When Fallout 3 first came out, I was only mildly interested, if that. A game about a post-apocalyptic, war-torn land, with crazily mutated beings wasn’t exactly up my alley. A friend brought the game over and showed me the gory head explosions (or whatever limb you happened to target) and seemed even less likely that I’d want to try it.
Months later, the Game of the Year edition went on sale at Target. I decided to purchase it and give Fallout a try. After all, Bethesda had also given us the Elder Scrolls games, so that should say something good about Fallout. Fallout 3 starts off pretty safe, with you growing up as a child in a vault that has protected you from the ravages of the radiated Wastelands. Escaping the vault was both nerve-wracking and thrilling. And stepping out into an eerily empty town with partially or mostly destroyed houses set a great, lonely tone. It was a relief to finally make it to Megaton, knowing that there actually were survivors out there. I decided to keep up with the ‘Following in His Footsteps’ quest. I wanted to see Liam Neeson *ahem* – dad – again. Unfortunately, since I’m such a Scaredy-Kat, going into the tunnels caused me minor panic attacks (Feral Ghouls, Super Mutants?!!! Limited ammo?!!), and I gave up. You have to admit, some of the creatures are very creepy. (Centaurs!!?)
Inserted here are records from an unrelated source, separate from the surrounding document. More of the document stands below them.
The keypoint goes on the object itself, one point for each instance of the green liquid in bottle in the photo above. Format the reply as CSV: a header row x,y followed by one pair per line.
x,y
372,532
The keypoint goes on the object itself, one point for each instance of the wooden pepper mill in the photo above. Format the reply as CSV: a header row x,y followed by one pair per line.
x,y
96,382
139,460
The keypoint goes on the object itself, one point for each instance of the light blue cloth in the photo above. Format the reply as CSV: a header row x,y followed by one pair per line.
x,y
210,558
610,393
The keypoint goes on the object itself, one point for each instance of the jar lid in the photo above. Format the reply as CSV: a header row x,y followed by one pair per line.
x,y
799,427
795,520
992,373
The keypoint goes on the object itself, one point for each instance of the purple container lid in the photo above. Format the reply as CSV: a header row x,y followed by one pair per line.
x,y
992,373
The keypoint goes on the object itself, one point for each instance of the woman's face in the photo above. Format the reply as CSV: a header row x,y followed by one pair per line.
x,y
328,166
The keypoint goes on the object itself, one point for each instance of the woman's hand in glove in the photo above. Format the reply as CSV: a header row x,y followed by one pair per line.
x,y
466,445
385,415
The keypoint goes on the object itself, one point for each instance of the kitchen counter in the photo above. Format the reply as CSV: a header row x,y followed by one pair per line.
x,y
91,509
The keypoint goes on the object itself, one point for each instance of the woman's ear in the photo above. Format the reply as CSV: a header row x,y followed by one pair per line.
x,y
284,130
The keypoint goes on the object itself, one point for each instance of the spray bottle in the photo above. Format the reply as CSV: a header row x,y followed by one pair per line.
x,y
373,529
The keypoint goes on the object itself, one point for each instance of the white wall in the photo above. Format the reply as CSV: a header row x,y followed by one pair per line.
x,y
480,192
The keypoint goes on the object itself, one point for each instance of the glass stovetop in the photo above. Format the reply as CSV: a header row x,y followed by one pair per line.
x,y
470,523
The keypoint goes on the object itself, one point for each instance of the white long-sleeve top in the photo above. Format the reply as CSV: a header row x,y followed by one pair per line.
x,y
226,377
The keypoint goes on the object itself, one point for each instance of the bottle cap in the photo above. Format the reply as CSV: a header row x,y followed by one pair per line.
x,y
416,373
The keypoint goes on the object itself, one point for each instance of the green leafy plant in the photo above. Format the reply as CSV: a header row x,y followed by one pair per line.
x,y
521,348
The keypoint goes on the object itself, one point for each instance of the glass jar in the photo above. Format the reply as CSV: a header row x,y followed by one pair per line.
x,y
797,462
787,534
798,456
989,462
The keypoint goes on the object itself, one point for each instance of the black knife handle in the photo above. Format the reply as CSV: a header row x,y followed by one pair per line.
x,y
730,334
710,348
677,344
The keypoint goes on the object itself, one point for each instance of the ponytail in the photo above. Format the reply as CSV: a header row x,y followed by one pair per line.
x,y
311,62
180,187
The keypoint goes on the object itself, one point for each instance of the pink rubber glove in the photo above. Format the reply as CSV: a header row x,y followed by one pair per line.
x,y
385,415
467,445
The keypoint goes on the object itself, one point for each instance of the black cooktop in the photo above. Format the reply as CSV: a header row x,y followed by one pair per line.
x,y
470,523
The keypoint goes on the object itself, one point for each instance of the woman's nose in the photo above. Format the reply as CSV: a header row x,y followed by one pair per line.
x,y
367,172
A month ago, I decided to pick the game back up, and was sucked in. I found Dogmeat, and having a companion by my side made me feel much better about traversing the Wasteland and even… tunnels. Once I had this confidence, I was able to see Fallout for the great game it actually is. There are so many aspects to Fallout, so much to do and see.
For one, this certainly is no kids game. There’s the more obvious limb exploding and violent deaths, but there’s also a lot of rough language, sexual aspects, and just plain horrific events. Visiting Minefield and seeing a smaller skeleton than most in a room that contains kids toys is just heart wrenching. The whole deserted mood of Minefield is haunting (no pun intended). Did anyone else pick up through their conversations that Jericho raped/attempted to rape Jenny Stahl? And of course, there are the perks: Lady Killer, Black Widow. There are actual sex benefits to choosing this perk (at least for a woman as a Black Widow), and one being a threesome, in fact. Nova is there for more than just viewing pleasure.
Another is that this game, the whole Fallout series, presents a unique idea that hasn’t been explored as much as a genre like fantasy has. And they do it damn well. The vistas, while fascinating as a torn apart and gritty world, don’t exactly make me want to live in such a world. But they speak strongly for what the game is portraying. The mood created in the game is often lonely, always eerie, and deserted. Most of what you encounter in the Wasteland is going to try to kill you. Finding a town might be a safe harbor, but you can’t rely on that. In fact, a lot of the towns will have something nasty lurking inside; Raiders, mines, fire ants, super mutants. But in a world like Fallout, that fits perfectly. It’s to be expected.
The story of Fallout is great because, while there is plenty of tension waiting around every corner, and you never know what you’ll encounter next, but there’s hope in this dark world. There’s hope that life will continue, despite all the hardships, and that what’s been destroyed can be rebuilt. And that’s really what keeps me playing.